Image result for time travel

No, it would not be to recreate a Cher song. Or maybe it would. I’m not sure at this point because I have the stupid thing playing on a loop in my head right now.

Writing for futurism.com, Chelsea Gohd published a piece called “We Can’t Alter The Flow of Time But, According to Physics, We Can Bend It” a few days ago, and I lapped up every word.

We’ve all considered the notion of time travel at one point in our lives. Don’t deny it. Ever since that excellent! film (not movie) Back to the Future II, when Biff steals a sports almanac and goes back in time to make himself crazy rich, we’ve all entertained notions of joining the Biffs of the world.

As far as I understand – and with much of what I learned at M.I.T. relegated to the depths of the Mariana Trench – Einstein conceived of travelling forward in time (assuming we could reach the speed of light), but never back in time.
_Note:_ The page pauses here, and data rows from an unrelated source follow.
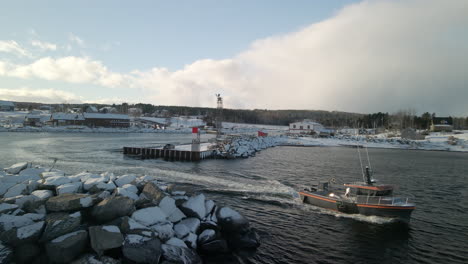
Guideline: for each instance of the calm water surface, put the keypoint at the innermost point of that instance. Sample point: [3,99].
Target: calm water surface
[263,189]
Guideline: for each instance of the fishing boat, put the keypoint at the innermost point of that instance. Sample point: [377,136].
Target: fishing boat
[367,198]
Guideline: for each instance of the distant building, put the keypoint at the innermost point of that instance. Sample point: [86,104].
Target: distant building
[65,119]
[441,124]
[7,106]
[91,109]
[410,133]
[35,118]
[106,120]
[108,110]
[305,127]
He did leave open one possibility that even he could only speculate about: wormholes.

Although I’m generally apathetic when it comes to sci-fi literature and movies, I’ve been thinking a lot about the space-time continuum lately because of a Korean novel I’m helping to translate, author Kim Hee-sun’s The Multiverses of Infinity (무한의 책).

It goes without saying that I’m ecstatic to be part of a project I truly believe in and helping breathe life into it for English readers one day. (Think Kafka meets Murakami Haruki in a dark Prague alley, somehow the two speak the same language, and after a quick meet-and-greet of sorts, they decide to stroll off together to a Harajuku jazz club, where they will discuss beautifully shaped ears and huge insects.) And since the plot of Multiverses involves a character going back in time, it’s got me thinking.

Without giving away too much of the plot, the central driving force for this character to go back in time is to help someone, not hurt them, and not to benefit in any selfish way like our friend Biff. If we as human beings ever do come up with a way to travel through time, I can’t help but wonder what our motivation would be.

Anyway, Ms. Gohd’s article on space-time is nothing short of fascinating and illuminating. And to quote Gohd quoting Stephen Hawking at the end, “Even if it turns out that time travel is impossible, it is important that we understand why it is impossible.”